Is there a difference between a thought leader and an issue owner?
I think so. Here’s my hypothesis: a thought leader makes a meaningful contribution in the discussion, analysis and furthering of an idea or topic in the world of public discourse. A thought leader is someone whose experience has led to knowledge, and knowledge to wisdom – and who has the confidence required to go out on a limb and state a case. Given our many years of work in B2B public relations, in most large firms only 5 or 10 percent of the professional staff has ability to become a thought leader – and yet these people are the firm’s make-or-break assets.
You can recognize the thought leaders. They are discussing topics such as:
– Whether regulators need to change the definition of an accredited investor
– How healthcare records can be shared efficiently without breaking privacy restrictions
– What entities will end up purchasing the assets that the U.S. government has so quickly been accumulating
– What the new business model of the mainstream media will look like, and where all the journalists will be hired?
– How companies can best incent their top performers without triggering public outcries
– How to control intellectual property in an era of digital sharing
– How to move law firms away from the billable hour
– When we will see the true impact of the emerging Chinese middle class
And a dozen other issues just like that. These folks are often the grey hairs, the rainmakers, the folks within a firm who think the big thoughts and have the experience and the gravitas to give them voice.
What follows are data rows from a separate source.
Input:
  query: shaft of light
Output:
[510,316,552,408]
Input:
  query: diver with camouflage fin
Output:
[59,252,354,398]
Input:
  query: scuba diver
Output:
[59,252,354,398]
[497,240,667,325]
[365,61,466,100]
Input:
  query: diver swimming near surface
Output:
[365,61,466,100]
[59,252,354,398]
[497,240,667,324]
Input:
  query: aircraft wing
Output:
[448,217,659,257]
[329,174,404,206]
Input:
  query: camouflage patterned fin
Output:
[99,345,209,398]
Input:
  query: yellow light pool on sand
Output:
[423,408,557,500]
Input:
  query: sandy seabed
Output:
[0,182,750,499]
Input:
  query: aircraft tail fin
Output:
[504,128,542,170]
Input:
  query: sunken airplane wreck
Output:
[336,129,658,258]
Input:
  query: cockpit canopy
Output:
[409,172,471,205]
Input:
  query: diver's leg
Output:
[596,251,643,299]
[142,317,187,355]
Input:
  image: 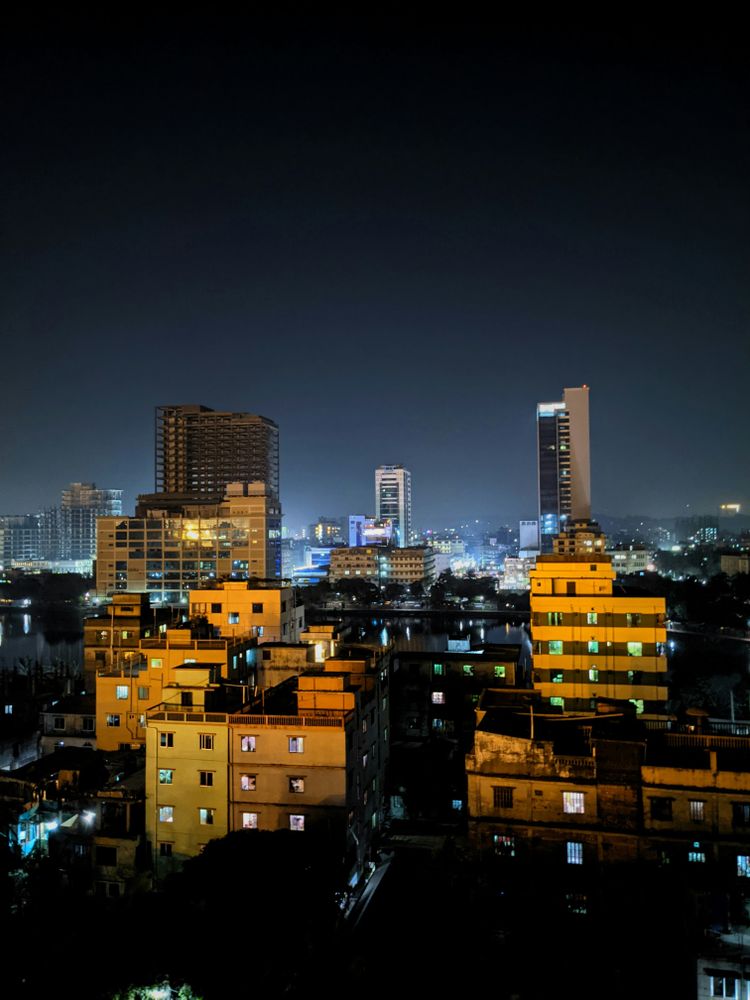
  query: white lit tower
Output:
[375,465,411,549]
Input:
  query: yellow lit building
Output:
[96,627,256,750]
[190,580,305,642]
[146,667,230,872]
[530,552,667,718]
[146,647,390,880]
[83,593,172,692]
[96,483,281,607]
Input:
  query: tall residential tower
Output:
[536,385,591,552]
[155,404,279,502]
[375,465,411,549]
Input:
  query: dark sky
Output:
[0,15,750,528]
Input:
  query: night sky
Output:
[0,15,750,529]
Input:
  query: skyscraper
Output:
[375,465,411,549]
[536,385,591,552]
[156,404,279,502]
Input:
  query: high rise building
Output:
[156,404,279,502]
[536,385,591,552]
[96,483,281,605]
[59,483,122,561]
[375,465,411,548]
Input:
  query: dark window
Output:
[650,799,672,820]
[492,785,513,809]
[95,847,117,865]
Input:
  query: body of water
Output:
[0,609,83,670]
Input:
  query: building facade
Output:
[155,404,279,503]
[530,554,667,718]
[190,581,305,642]
[536,385,591,552]
[375,465,412,548]
[146,647,388,881]
[59,483,122,564]
[96,483,281,606]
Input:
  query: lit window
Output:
[688,840,706,865]
[492,833,516,858]
[563,792,586,813]
[688,799,706,823]
[710,976,737,1000]
[566,840,583,865]
[565,892,588,917]
[492,785,513,809]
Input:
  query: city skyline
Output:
[0,17,750,530]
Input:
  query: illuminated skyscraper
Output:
[156,404,279,502]
[536,385,591,552]
[375,465,411,549]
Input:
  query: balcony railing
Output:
[146,705,352,729]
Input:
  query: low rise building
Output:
[39,694,96,754]
[466,702,750,889]
[146,646,390,881]
[329,545,435,586]
[190,580,305,642]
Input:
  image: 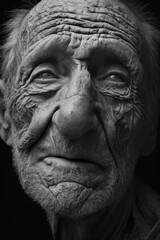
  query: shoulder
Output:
[135,179,160,220]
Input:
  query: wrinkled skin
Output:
[0,0,159,239]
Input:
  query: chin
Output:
[18,169,121,218]
[14,147,130,218]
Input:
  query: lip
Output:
[39,156,104,188]
[43,156,101,169]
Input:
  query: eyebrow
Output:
[18,35,139,85]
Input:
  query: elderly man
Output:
[0,0,160,240]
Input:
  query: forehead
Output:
[20,0,141,57]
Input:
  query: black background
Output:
[0,0,160,240]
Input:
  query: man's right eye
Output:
[35,72,57,80]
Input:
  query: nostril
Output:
[53,96,98,139]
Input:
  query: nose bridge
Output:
[53,62,98,139]
[66,63,96,98]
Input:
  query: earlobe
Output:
[0,79,12,146]
[142,124,157,157]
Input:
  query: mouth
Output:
[39,156,104,188]
[43,155,101,169]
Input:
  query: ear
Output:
[0,79,12,146]
[142,117,158,157]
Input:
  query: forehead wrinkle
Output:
[21,0,142,56]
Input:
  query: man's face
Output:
[4,0,153,216]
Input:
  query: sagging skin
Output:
[0,0,159,240]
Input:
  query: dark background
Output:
[0,0,160,240]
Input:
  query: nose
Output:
[53,67,99,139]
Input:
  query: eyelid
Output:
[31,67,58,79]
[99,65,130,82]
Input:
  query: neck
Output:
[49,188,133,240]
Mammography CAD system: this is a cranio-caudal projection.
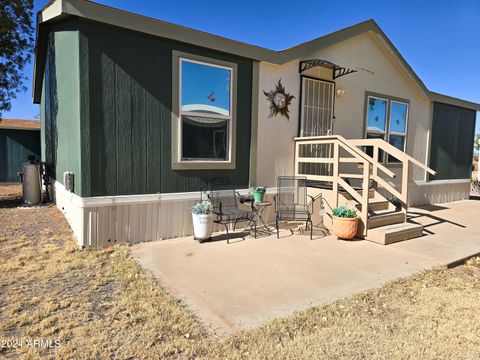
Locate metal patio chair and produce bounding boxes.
[275,176,315,240]
[208,184,257,244]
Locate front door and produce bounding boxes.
[300,77,335,175]
[300,77,335,136]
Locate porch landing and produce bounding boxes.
[131,200,480,334]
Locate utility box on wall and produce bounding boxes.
[63,171,75,192]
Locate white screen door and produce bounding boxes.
[300,77,334,136]
[300,77,335,175]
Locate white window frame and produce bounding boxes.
[364,94,410,164]
[177,57,234,164]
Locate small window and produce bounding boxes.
[388,101,408,163]
[367,97,387,138]
[366,96,388,161]
[365,96,408,163]
[179,58,232,162]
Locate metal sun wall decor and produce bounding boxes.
[263,79,295,120]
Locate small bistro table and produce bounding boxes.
[252,201,272,234]
[241,196,272,238]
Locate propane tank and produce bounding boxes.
[22,164,42,205]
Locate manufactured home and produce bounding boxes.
[33,0,480,246]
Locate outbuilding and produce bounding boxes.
[0,119,40,182]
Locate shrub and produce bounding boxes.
[252,186,267,193]
[332,206,357,218]
[192,200,212,215]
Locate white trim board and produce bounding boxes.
[55,181,277,208]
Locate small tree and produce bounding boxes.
[0,0,34,116]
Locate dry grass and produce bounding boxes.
[0,187,480,359]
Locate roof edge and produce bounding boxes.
[430,91,480,111]
[33,0,480,111]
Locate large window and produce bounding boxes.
[365,96,408,163]
[178,57,233,162]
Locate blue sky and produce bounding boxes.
[3,0,480,132]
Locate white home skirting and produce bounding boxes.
[55,182,206,247]
[54,182,273,248]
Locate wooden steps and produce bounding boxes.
[365,222,423,245]
[355,198,394,212]
[368,211,405,232]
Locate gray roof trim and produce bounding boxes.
[33,0,480,111]
[430,91,480,111]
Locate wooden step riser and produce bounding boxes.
[339,189,376,201]
[355,201,395,211]
[366,226,423,245]
[368,212,405,229]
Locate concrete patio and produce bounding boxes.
[130,200,480,334]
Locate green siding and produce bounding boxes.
[430,103,476,180]
[40,23,82,195]
[79,21,252,196]
[0,129,40,182]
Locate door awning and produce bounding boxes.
[298,59,374,80]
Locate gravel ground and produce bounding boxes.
[0,185,480,359]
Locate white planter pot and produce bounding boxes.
[192,214,213,242]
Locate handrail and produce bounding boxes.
[293,135,397,178]
[348,139,437,175]
[294,135,372,236]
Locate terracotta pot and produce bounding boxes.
[332,216,359,240]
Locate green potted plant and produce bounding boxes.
[192,200,213,243]
[332,206,359,240]
[252,186,267,202]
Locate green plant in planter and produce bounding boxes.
[388,196,402,211]
[251,186,267,202]
[332,206,357,219]
[192,200,212,215]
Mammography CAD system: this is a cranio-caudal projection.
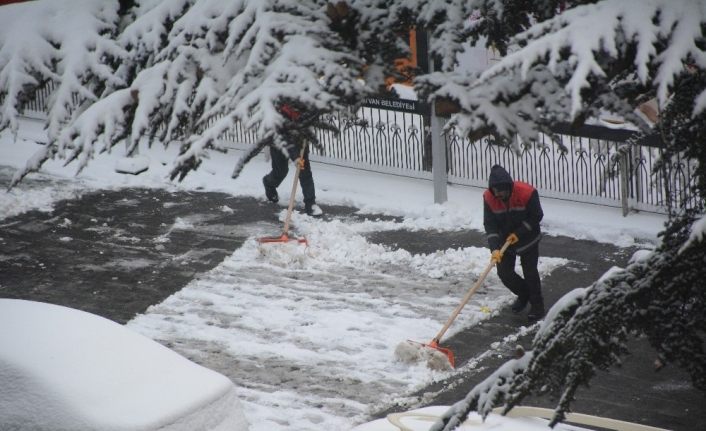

An issue owner can be an individual as well, but is more likely an organization. Either way, to me, an issue owner has made a commitment to a particular field/issue/topic and has dedicated significant resources to advance it. (Key words: commitment and resources. Also known as “care factor.”) An issue owner sees the intersection of an issue with the organization’s future brand and reputation, and it stakes a claim. Think Volvo and safety. Think Oppenheimer and women investors. Think Al Gore and the environment.
At our firm, we spend a lot of our time, imagination, and elbow grease helping our clients become “thought leaders” in their respective fields. It’s fun, and we are good at it, which is why, at least in theory, we have gathered under one organizational roof. (Well, more than one roof, but you get the idea.) But working with a client that wants to become an issue owner is a true, tail-wagging professional delight. Can you imagine working with McKinsey to envision the “What Matters”? Or coming up with a new symposium format that will galvanize communities in a manner similar to the TED conference or Davos?
What does it take to be an issue owner? We’re giving some thought to that. Watch this space.
In the meantime, what do you think it takes?